One of the greatest risks companies currently face is retaining their talent as the job market begins to feel safer to employees who have hunkered down during the down economy. They stuck with you-perhaps pulling double duty without raises-to help you weather the storm. Positions that were cut or not replaced meant a loss of institutional knowledge that now resides in the brains of fewer people, increasing the risk when key players decide to move on.

You are tasked with motivating and retaining these people. How can you do this within existing budget constraints with competing demands on corporate resources?

How do we accomplish these goals and so much more?

The root cause of motivation to do a good job and motivation to stay with a specific employer is related at the root cause. We understand how to provide employees with skills that help them self-manage their perspectives that results in better-feeling perspectives. These perspectives help you check all the boxes and a whole lot more.

For example, feeling appreciated is both a matter of the actual feedback and the perception of that feedback by the receiver. If the receiver has a negative voice in his head that refutes the truth of the positive feedback, for all intents and purposes it feels as if no feedback was given. Or,even worse, the negative voice can convince the employee that things are worse than they thought they were before the feedback.

Job Security is another area where perception really matters. I’ve worked along side people who were full of fear while I, with much greater financial responsibilities and less flexibility (i.e. single parent household) did not feel afraid at all. We provide employees with skills that help them form more realistic perspectives that invariably feel more secure. The most stable company cannot convince someone whose brain is telling them to be afraid to feel secure. The employee has to be empowered to find that perspective by understanding why they perceive it the way they do and providing skills that give them the option to find a better perspective.

Career Opportunities are part perception and part communication. I’ve seen employees leave a company where there were many opportunities but the employee perceived those opportunities as not available to her. It really boiled down to low self-esteem and self-selection as not a viable candidate-not lack of opportunity. Our program increases open communication and self-esteem.

When the root cause is addressed, the benefits flow throughout the system. We can even help you sleep better at night.


The Best Employee Engagement Solution

The Best Solution for HR’s Biggest Problem: Employee Engagement

Or, more specifically, how to increase employee engagement and retention.
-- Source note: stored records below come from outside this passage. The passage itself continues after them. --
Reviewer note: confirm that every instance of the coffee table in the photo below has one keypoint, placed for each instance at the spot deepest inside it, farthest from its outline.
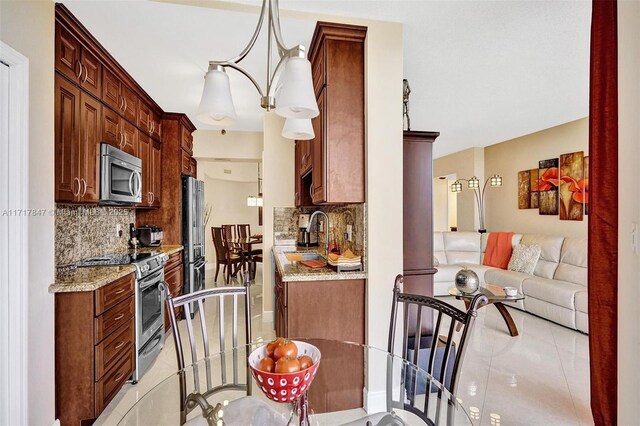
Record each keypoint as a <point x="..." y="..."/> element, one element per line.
<point x="496" y="296"/>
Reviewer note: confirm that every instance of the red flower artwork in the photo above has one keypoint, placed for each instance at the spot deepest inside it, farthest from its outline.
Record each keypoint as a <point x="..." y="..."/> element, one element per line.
<point x="580" y="189"/>
<point x="549" y="179"/>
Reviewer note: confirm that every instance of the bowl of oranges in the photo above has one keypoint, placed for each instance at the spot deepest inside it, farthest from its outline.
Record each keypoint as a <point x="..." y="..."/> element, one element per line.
<point x="284" y="369"/>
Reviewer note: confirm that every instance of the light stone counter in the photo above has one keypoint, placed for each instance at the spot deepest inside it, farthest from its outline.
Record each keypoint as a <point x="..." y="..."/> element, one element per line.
<point x="295" y="271"/>
<point x="92" y="278"/>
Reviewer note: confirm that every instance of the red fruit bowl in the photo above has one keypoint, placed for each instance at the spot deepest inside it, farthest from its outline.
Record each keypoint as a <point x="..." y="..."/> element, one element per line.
<point x="285" y="387"/>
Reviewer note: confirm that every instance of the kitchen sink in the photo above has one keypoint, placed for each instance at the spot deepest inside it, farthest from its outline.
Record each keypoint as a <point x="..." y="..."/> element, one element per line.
<point x="297" y="256"/>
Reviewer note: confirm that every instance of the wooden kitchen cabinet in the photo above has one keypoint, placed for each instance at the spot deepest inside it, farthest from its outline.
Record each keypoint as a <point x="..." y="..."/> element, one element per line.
<point x="118" y="132"/>
<point x="76" y="62"/>
<point x="94" y="348"/>
<point x="174" y="278"/>
<point x="77" y="139"/>
<point x="336" y="154"/>
<point x="176" y="162"/>
<point x="155" y="176"/>
<point x="331" y="310"/>
<point x="149" y="152"/>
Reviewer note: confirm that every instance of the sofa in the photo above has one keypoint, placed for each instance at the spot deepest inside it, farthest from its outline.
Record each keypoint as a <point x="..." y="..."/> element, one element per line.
<point x="556" y="291"/>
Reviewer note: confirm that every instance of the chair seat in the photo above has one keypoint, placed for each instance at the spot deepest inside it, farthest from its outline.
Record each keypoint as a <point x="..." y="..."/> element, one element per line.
<point x="247" y="410"/>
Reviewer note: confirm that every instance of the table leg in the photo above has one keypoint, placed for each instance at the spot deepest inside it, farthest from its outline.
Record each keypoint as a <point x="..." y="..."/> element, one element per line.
<point x="506" y="316"/>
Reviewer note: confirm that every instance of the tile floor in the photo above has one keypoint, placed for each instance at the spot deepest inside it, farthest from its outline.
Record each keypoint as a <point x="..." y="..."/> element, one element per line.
<point x="540" y="377"/>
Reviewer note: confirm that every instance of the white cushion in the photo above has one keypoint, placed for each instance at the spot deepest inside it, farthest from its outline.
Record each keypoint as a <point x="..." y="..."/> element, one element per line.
<point x="582" y="300"/>
<point x="555" y="313"/>
<point x="550" y="254"/>
<point x="505" y="278"/>
<point x="446" y="273"/>
<point x="481" y="270"/>
<point x="559" y="293"/>
<point x="573" y="261"/>
<point x="524" y="258"/>
<point x="582" y="322"/>
<point x="462" y="247"/>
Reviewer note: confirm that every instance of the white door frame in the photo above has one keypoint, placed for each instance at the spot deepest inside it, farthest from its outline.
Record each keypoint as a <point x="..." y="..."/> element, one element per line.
<point x="14" y="202"/>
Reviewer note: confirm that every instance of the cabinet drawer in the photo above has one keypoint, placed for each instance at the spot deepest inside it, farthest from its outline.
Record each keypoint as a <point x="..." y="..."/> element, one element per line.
<point x="110" y="384"/>
<point x="113" y="319"/>
<point x="114" y="347"/>
<point x="114" y="293"/>
<point x="319" y="71"/>
<point x="186" y="140"/>
<point x="174" y="260"/>
<point x="186" y="162"/>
Low engagement can act like a virus, spreading discontent throughout your organization, reducing productivity and increasing undesired turnover. The success of an organization can be tied directly to the level of employee engagement-it affects every area of the business.
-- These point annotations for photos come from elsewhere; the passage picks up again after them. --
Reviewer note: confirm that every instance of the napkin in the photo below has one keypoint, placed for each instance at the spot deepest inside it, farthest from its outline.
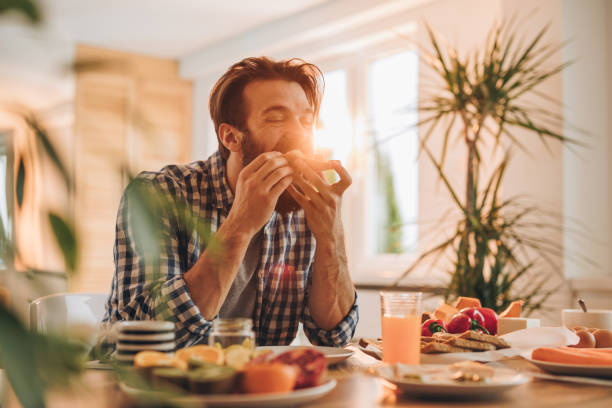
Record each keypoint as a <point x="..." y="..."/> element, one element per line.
<point x="568" y="355"/>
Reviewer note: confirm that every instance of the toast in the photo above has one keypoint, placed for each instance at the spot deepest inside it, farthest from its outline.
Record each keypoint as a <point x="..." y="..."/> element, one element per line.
<point x="498" y="342"/>
<point x="437" y="347"/>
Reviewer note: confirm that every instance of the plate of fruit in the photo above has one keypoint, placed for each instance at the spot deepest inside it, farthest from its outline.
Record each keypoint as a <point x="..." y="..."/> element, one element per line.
<point x="236" y="376"/>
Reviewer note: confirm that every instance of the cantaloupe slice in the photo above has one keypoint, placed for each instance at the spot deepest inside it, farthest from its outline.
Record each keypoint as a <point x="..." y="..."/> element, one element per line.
<point x="464" y="302"/>
<point x="514" y="310"/>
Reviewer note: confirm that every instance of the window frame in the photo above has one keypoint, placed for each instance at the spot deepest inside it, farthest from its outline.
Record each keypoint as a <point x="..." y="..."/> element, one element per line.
<point x="368" y="269"/>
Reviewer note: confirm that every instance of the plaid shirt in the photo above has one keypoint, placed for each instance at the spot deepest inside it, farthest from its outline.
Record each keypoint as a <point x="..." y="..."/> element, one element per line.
<point x="284" y="269"/>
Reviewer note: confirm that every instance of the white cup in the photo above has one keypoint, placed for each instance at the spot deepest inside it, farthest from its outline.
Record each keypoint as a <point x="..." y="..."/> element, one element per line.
<point x="595" y="318"/>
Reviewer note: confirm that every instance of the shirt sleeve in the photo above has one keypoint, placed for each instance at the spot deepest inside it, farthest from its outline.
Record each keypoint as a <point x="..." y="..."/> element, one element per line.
<point x="148" y="282"/>
<point x="340" y="335"/>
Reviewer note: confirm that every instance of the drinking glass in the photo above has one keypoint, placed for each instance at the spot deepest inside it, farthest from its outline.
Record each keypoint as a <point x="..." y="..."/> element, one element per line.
<point x="401" y="327"/>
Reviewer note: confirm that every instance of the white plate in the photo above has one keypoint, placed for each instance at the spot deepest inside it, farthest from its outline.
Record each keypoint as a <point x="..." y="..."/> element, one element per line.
<point x="573" y="369"/>
<point x="241" y="400"/>
<point x="169" y="336"/>
<point x="333" y="355"/>
<point x="167" y="346"/>
<point x="502" y="380"/>
<point x="145" y="325"/>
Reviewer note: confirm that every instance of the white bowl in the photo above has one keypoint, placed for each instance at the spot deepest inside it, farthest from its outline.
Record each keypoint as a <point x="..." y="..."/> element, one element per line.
<point x="156" y="326"/>
<point x="595" y="318"/>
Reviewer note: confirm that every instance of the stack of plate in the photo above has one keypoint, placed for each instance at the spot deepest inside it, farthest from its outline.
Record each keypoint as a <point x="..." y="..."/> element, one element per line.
<point x="136" y="336"/>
The number of employees who would like to leave their current employer was more than 1 in 5 according to a Career Builder survey earlier this year. With turnover costs for lower level employees over $5,000 and many times that for higher level employees, retention is of tremendous importance to the ability of an organization to succeed.

What leads to engagement?

Workers who are dissatisfied with their jobs. Let’s chat about that for a moment. Presumably, at one point the employee was satisfied unless they were desperate for a job, any job, when they accepted the one they have. What changed? Often the employee became dissatisfied with one or more aspects of the role or the company and focused on the negative aspects until the perception of the job matched the perspective about a few undesired areas.
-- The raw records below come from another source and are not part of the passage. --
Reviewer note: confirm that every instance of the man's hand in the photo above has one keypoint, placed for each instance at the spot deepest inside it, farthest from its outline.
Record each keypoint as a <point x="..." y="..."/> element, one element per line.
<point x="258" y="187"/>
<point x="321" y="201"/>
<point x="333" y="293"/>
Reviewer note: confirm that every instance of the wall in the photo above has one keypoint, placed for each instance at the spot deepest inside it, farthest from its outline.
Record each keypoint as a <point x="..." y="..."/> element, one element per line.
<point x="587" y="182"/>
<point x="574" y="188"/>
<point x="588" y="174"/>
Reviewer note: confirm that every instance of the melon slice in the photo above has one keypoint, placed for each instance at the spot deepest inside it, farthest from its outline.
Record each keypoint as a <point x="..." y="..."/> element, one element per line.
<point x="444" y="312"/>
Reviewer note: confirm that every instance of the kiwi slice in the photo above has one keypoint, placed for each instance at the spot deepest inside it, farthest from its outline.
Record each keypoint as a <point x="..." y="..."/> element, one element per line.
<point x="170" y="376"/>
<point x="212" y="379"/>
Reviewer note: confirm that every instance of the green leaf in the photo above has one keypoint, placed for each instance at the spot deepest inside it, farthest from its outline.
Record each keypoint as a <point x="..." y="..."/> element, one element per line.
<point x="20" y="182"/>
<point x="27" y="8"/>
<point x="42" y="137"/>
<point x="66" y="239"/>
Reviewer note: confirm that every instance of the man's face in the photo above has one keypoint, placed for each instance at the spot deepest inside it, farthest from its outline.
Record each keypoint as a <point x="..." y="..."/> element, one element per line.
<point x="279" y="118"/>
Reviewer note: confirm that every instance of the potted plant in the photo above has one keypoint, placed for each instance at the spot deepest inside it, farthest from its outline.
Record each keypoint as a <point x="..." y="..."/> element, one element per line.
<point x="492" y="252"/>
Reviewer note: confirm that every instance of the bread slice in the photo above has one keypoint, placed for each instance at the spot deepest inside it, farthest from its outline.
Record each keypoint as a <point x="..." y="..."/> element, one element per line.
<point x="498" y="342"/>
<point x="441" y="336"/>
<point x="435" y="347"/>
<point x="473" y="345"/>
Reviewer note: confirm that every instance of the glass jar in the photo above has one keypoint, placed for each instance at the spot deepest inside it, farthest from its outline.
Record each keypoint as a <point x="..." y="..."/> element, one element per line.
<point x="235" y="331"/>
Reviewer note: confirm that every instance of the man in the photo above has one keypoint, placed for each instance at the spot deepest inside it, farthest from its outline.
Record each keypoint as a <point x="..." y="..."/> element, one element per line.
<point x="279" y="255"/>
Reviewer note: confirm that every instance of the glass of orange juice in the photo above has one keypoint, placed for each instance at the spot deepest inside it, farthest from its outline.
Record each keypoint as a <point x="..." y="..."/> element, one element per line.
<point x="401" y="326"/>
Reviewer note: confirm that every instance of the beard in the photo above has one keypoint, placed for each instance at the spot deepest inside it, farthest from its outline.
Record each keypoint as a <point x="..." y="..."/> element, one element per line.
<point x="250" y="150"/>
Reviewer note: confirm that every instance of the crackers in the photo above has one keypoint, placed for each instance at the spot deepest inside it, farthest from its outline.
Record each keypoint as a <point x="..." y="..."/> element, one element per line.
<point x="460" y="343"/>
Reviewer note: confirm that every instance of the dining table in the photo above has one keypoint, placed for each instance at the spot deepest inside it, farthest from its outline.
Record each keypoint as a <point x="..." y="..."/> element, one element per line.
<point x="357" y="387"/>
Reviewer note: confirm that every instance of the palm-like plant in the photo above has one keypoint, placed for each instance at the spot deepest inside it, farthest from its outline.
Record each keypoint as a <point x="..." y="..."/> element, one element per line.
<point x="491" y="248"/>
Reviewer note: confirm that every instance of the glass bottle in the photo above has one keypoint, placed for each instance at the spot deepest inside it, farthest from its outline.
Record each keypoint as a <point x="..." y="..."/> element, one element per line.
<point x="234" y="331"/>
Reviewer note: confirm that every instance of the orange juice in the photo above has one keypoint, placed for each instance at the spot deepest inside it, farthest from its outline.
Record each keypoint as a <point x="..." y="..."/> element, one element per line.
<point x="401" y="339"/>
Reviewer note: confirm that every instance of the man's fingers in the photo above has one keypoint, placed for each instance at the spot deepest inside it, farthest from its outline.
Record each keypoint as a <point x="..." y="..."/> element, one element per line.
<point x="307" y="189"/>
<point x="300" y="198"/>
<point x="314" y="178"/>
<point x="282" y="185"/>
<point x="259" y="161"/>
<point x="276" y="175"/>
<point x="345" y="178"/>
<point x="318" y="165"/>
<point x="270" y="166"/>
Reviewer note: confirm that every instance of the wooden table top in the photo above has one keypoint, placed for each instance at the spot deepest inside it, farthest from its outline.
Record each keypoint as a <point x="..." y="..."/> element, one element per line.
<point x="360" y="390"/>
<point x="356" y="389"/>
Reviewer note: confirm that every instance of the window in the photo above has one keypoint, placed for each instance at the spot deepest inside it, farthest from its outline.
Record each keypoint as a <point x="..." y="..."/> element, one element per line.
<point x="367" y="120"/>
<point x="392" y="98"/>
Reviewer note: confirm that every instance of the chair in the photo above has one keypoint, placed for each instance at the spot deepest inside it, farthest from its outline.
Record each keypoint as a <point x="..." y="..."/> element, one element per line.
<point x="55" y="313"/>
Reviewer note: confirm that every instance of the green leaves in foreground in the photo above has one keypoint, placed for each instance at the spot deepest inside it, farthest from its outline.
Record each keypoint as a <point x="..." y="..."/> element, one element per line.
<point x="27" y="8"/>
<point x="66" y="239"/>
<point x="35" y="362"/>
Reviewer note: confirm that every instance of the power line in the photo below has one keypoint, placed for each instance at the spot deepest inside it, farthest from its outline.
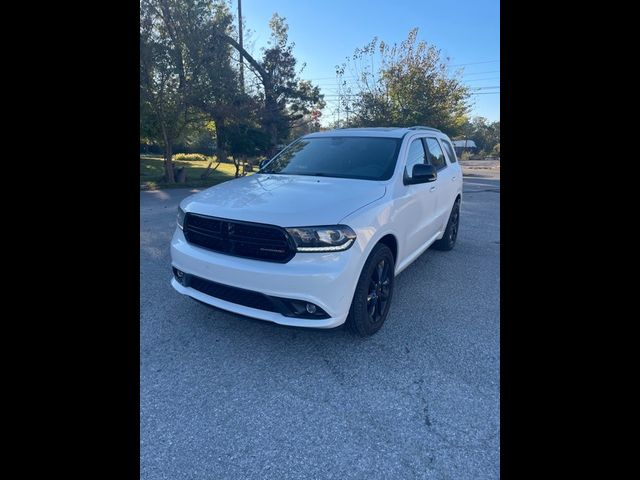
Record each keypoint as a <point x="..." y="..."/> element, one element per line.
<point x="474" y="63"/>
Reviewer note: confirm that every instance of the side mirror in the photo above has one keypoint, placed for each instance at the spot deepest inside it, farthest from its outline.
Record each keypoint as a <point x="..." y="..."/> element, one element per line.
<point x="422" y="173"/>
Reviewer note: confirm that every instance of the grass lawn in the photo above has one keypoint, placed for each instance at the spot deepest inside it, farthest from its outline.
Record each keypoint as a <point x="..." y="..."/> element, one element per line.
<point x="152" y="170"/>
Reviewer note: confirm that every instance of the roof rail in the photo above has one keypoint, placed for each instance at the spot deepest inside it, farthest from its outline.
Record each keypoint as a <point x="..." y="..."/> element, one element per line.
<point x="420" y="127"/>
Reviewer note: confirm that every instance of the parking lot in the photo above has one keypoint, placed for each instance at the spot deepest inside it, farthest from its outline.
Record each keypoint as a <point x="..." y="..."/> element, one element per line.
<point x="227" y="397"/>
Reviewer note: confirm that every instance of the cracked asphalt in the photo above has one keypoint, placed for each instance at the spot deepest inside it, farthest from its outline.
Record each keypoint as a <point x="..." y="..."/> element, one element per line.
<point x="224" y="396"/>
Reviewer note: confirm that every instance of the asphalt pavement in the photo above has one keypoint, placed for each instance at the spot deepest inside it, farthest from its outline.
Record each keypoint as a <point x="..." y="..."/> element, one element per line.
<point x="227" y="397"/>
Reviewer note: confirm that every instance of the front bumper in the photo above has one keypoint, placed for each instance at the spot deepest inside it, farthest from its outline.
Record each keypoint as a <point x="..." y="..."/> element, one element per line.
<point x="326" y="279"/>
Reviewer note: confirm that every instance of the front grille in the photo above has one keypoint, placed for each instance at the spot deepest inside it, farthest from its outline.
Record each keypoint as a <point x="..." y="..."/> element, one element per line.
<point x="241" y="239"/>
<point x="240" y="296"/>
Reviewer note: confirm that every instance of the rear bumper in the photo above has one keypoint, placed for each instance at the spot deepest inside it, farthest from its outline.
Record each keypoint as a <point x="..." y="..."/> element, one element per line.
<point x="326" y="279"/>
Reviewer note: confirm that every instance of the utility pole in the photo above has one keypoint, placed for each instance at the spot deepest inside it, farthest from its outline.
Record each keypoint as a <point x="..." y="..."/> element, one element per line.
<point x="241" y="46"/>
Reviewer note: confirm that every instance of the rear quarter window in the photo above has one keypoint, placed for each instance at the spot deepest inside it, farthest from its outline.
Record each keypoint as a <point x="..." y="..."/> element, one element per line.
<point x="449" y="151"/>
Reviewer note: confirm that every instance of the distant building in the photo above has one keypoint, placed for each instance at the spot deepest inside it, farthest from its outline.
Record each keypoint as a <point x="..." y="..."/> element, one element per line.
<point x="464" y="146"/>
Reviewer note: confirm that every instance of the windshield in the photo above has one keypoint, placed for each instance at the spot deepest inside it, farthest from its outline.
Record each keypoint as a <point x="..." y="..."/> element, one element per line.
<point x="367" y="158"/>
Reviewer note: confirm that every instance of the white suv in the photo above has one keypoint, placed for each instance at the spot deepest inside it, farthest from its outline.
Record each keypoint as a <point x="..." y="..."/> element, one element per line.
<point x="317" y="235"/>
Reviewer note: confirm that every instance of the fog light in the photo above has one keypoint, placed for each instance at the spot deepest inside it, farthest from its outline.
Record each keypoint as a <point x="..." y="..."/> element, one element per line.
<point x="179" y="274"/>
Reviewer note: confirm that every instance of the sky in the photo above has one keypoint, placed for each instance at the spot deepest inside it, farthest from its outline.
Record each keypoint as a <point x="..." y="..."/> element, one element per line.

In many cases, this is changeable. It’s a matter of tipping the scale back in your favor and we know how to do that.

Dissatisfaction with advancement opportunities is another reason good talent leaves. It depends on the business model, but this is something that increased creativity can sometimes solve. The techniques we teach facilitate changes that increase creativity. That’s worth talking about.

Being highly stressed is another reason employees look for greener pastures. The skills we teach address the root cause of stress, easing that burden without requiring a change in circumstances. That’s powerful.

54% of the employees who have no intention of leaving their current employer cite liking the people they work with as the number one reason they won’t leave. That’s huge.

What makes co-workers enjoyable to work with? Kindness, collaboration, inclusion are a few of the words that come to mind and our techniques increase everyone of them. Research shows that happier, less stressed people are kinder to one another-even to strangers. They also demonstrate better corporate citizenship. The techniques we teach hit interpersonal conflict head-on and create employees who are able to get along with a wide variety of people and enjoy one another more. That’s gold.

Because our strategy addresses the root cause of so many problems, it improves the entire system.

Talk to us. We can help.

 


Empty Inside?

Often, someone has been very successful in life based upon all the common measurements yet

Still feels empty inside

The ‘hole’ they thought all the right ‘trappings’ would fill still exists.

We know the source of the hole and how to help you fill it once and for all.

Filling the ‘hole’ will not take away your motivation.

It will ignite the passion from within for the goals that light your fire.

We wish for you a happy life. Our programs help you understand the cause and the cure for that empty feeling.